I thought the NIH was better than this.

(Reply to this)(Thread)


[info]khym_chanur
2009-07-03 04:18 am UTC (link)
I'm all for studying this crap with LEGITIMATE studies, just because it'll be nice to have it debunked more thoroughly.

People who already believe aren't dissuaded by negative studies; NCCAM has already produced plenty of negative studies that haven't changed anyone's mind. There might be some fence-sitters who'd be swayed, but I don't know if there's enough of them to make funding such studies worth it.
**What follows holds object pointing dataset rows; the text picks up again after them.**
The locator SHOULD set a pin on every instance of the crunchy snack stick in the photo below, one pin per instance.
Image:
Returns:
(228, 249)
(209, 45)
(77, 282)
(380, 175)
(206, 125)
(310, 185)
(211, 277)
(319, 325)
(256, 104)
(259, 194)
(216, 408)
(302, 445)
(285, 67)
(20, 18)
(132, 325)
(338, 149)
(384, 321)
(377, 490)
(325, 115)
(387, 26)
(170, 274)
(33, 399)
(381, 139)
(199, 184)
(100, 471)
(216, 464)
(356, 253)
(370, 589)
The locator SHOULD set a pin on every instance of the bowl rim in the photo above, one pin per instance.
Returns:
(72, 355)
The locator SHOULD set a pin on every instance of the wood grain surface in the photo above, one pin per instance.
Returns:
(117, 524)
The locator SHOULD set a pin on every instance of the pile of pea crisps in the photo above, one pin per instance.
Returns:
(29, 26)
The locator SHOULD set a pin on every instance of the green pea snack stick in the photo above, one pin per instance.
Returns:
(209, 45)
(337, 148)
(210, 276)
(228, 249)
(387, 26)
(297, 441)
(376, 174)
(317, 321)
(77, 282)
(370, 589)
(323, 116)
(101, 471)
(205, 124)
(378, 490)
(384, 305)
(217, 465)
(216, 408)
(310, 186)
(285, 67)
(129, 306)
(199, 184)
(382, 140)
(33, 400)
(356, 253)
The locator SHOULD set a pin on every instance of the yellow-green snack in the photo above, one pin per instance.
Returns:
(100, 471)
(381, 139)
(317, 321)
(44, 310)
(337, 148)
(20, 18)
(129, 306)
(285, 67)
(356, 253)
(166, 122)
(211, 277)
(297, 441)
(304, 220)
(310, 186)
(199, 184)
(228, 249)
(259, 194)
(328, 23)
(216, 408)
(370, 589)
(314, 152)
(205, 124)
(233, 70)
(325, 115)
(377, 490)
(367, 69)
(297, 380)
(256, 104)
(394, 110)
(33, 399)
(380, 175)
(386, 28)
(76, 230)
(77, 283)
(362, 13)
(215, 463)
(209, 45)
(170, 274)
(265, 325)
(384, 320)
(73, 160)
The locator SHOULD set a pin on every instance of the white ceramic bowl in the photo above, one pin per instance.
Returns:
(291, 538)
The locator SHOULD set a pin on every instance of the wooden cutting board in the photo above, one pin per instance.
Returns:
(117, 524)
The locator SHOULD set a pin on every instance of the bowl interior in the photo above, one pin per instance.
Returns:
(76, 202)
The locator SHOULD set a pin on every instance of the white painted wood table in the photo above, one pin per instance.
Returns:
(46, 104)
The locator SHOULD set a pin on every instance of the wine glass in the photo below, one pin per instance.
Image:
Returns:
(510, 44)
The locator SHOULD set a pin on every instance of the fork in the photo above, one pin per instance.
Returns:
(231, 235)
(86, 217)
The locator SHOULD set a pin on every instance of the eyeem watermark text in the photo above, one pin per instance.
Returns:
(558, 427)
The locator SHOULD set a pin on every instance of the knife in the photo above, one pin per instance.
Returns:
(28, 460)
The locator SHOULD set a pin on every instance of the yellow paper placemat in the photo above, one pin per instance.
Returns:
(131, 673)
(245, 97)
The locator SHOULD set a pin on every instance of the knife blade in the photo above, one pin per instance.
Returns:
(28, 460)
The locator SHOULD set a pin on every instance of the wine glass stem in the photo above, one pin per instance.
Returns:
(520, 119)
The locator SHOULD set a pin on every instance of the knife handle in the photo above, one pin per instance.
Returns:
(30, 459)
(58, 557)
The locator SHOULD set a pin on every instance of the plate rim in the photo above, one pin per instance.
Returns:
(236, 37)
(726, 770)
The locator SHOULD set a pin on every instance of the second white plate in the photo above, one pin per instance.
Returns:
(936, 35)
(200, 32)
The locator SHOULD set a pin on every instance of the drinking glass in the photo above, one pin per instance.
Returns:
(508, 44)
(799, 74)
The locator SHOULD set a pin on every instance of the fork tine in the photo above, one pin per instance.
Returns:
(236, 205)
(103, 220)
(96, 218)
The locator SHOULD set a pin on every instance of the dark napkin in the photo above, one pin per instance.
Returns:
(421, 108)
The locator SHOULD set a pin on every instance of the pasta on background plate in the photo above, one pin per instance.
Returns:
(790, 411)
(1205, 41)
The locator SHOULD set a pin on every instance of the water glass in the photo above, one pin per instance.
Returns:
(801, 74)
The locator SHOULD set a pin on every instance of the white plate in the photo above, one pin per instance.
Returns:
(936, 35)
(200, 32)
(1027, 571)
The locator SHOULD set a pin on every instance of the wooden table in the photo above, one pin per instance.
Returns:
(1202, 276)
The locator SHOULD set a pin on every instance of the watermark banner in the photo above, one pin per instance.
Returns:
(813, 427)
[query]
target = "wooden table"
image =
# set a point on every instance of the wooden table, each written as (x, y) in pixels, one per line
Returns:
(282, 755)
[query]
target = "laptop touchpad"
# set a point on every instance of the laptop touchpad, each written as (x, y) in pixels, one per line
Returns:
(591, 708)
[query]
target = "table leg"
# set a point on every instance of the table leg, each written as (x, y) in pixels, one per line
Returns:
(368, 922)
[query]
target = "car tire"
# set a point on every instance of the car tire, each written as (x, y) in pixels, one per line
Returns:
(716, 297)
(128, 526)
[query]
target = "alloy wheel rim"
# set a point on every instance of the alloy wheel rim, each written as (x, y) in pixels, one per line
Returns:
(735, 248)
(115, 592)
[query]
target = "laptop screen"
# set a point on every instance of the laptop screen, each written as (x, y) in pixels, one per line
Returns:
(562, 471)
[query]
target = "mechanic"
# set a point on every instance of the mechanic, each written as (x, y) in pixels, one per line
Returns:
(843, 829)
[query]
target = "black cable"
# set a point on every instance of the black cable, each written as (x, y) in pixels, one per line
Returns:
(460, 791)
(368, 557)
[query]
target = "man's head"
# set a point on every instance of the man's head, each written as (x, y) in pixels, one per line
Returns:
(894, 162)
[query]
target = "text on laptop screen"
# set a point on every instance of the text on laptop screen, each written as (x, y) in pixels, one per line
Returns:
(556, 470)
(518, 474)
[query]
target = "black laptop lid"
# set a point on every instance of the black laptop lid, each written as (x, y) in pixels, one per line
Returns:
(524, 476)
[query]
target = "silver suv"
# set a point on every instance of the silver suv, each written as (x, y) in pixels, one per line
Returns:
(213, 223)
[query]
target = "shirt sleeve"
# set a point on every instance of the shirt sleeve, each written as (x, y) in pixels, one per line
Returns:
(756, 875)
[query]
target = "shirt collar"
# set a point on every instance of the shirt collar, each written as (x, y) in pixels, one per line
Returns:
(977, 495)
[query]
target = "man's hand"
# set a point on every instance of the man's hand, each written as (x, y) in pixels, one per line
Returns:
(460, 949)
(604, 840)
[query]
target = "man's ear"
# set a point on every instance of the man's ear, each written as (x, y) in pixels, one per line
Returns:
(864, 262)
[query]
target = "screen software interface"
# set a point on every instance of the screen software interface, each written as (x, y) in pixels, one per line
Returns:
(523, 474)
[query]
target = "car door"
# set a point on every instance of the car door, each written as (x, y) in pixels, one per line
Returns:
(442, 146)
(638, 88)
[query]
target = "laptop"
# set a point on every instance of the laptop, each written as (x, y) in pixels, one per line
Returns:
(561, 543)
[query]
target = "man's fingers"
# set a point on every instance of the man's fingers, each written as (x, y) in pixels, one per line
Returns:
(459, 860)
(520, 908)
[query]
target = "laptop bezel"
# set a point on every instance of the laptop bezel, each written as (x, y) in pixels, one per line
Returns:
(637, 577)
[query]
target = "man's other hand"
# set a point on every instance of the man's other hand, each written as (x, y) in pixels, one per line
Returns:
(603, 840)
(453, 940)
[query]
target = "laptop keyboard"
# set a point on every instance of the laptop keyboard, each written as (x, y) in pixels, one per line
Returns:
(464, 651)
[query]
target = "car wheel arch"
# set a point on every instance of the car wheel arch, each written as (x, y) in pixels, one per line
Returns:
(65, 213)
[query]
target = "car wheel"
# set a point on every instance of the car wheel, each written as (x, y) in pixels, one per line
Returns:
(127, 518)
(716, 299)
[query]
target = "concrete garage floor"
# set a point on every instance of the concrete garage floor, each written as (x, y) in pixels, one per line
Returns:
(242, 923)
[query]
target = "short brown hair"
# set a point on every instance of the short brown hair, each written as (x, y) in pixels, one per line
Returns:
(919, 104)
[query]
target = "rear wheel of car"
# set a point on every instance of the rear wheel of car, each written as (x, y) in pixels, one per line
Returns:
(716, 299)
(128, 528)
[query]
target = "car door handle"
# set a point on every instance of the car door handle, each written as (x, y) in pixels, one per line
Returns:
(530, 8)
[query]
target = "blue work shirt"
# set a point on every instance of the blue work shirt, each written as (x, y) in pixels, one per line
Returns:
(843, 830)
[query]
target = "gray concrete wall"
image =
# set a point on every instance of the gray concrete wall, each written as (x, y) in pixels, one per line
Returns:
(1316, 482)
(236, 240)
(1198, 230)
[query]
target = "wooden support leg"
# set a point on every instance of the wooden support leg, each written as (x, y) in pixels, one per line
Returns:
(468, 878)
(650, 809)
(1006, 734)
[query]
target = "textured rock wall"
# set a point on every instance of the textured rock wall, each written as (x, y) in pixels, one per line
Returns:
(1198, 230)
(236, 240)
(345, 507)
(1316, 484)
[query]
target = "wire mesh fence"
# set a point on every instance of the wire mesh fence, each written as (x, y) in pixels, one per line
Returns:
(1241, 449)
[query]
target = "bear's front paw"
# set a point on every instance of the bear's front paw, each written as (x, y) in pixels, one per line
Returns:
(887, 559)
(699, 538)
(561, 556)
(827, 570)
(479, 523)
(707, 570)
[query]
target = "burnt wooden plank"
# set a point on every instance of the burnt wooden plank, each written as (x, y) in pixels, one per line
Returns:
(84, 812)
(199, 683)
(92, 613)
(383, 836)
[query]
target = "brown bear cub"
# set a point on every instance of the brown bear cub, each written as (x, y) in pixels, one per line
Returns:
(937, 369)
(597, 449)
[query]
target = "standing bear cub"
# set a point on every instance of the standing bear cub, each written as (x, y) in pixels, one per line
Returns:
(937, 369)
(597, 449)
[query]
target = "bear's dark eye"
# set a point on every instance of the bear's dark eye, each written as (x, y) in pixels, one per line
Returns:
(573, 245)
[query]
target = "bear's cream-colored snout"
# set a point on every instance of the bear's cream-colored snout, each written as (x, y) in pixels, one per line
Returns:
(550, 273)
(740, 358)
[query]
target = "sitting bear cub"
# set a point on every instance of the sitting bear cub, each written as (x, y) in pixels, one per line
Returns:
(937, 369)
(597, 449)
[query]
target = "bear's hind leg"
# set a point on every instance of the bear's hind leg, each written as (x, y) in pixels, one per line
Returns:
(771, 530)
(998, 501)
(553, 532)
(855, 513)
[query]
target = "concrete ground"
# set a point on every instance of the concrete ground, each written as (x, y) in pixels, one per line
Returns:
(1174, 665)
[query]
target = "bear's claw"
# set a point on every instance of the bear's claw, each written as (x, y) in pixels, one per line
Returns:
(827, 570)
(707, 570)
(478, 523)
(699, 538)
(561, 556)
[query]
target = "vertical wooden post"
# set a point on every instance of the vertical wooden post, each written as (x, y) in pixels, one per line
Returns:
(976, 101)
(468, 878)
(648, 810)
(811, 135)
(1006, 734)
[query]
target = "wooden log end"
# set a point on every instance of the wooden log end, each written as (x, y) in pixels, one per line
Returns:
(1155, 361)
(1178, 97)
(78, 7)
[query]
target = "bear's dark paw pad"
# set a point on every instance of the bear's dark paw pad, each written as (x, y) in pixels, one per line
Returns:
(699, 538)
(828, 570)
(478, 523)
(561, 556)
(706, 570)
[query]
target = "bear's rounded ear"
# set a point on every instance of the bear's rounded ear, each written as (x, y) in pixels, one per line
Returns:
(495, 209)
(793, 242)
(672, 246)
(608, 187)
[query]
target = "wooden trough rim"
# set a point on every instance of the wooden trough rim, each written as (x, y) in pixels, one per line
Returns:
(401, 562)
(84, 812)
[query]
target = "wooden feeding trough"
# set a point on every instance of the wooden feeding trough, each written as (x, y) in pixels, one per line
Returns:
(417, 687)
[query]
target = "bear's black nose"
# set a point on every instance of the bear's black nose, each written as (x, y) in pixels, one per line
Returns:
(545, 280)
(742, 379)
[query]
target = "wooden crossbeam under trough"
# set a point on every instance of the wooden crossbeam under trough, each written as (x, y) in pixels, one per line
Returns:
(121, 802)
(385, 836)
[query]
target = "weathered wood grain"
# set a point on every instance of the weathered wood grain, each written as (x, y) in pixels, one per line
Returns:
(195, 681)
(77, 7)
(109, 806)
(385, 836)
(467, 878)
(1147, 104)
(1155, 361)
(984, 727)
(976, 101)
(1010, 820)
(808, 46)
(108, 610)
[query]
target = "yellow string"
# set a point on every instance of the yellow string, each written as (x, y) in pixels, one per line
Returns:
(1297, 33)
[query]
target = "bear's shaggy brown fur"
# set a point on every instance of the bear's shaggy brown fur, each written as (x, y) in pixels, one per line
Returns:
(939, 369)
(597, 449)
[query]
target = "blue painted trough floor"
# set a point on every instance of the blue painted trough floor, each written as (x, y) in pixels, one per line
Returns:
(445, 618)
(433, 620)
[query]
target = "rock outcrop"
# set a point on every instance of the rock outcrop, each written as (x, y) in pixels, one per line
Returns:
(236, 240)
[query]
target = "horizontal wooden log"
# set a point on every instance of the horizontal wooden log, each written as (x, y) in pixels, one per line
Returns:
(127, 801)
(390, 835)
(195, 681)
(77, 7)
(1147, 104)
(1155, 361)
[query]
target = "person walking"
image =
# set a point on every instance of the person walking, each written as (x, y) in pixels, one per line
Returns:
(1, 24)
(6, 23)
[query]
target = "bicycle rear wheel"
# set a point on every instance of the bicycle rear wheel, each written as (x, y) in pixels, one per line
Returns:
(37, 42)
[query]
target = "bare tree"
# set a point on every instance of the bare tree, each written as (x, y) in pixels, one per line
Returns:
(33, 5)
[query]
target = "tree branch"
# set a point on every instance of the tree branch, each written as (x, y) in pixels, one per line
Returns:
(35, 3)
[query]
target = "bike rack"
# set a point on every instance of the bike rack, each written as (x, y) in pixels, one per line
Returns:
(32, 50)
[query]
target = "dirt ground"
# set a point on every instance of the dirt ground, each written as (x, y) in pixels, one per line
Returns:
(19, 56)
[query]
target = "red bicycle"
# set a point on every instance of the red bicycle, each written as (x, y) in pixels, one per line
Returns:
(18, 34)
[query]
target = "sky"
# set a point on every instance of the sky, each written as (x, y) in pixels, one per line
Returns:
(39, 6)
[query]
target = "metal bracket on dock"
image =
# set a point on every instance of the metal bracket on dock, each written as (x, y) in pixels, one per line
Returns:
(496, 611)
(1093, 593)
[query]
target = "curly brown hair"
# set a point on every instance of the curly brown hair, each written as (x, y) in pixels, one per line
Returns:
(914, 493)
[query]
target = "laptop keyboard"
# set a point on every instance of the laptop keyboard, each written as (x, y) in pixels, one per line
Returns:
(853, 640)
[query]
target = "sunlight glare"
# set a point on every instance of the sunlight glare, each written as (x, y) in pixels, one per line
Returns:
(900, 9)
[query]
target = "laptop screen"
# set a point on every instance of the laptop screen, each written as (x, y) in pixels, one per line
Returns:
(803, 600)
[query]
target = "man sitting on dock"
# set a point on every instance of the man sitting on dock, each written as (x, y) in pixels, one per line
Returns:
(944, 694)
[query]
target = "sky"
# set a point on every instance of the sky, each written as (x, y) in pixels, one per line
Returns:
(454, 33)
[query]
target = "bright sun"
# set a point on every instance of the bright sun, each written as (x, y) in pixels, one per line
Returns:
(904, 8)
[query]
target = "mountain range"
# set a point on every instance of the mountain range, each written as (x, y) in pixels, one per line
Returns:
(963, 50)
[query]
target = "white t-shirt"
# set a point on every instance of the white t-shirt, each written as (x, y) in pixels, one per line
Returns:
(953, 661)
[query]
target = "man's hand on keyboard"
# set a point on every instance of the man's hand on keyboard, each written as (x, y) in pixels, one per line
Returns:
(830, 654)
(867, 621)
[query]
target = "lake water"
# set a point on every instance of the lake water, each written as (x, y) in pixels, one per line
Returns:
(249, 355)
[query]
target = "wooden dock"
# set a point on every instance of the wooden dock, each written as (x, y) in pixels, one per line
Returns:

NCCAM does fund the study of some things that might be useful, like the pharmacological effects of various herbs, but those things could be funded by other arms of NIH without having to label it "alternative medicine".

I thought the NIH was better than this.

When you have one of the politicians that holds (or can at least influence) the purse-strings of your organization putting the pressure on you... Also, the NCCAM portion of NIH was explicitly set up (by Congress) to support alt-med, and I don't know how much power the mother organization has to veto them.

(Reply to this)(Parent)(Thread)


[info]miss_padfoot
2009-07-03 05:58 am UTC (link)
There might be some fence-sitters who'd be swayed, but I don't know if there's enough of them to make funding such studies worth it.

I was thinking of the fence-sitters, yeah. I know that with the vaccination stuff, there's a lot of parents who are fence-sitters (i.e. not getting their children vaccinated because they aren't sure it's a good idea), and that's because they don't know the facts about vaccines. The same may be true of chelation therapy, so I figure having more ammunition from a real study wouldn't hurt. Of course, there's a limit to how much money can be spent on it.

I mostly agree with you about NCCAM not being a very good idea in the first place, but this might not be entirely their fault, since they only let this study go through under pressure from Rep. Burton. I looked him up and yeah, he's on Government Oversight and Reform (!). It's not surprising that they shit their pants when he started heckling them.

...gah, this whole thing makes me angry. My father is a physiologist, so he has to apply to NIH for grants for real studies a lot. It blows my mind that scientists with good studies get turned down all the time, yet they'll shell out $30 million for a dangerous farce like this.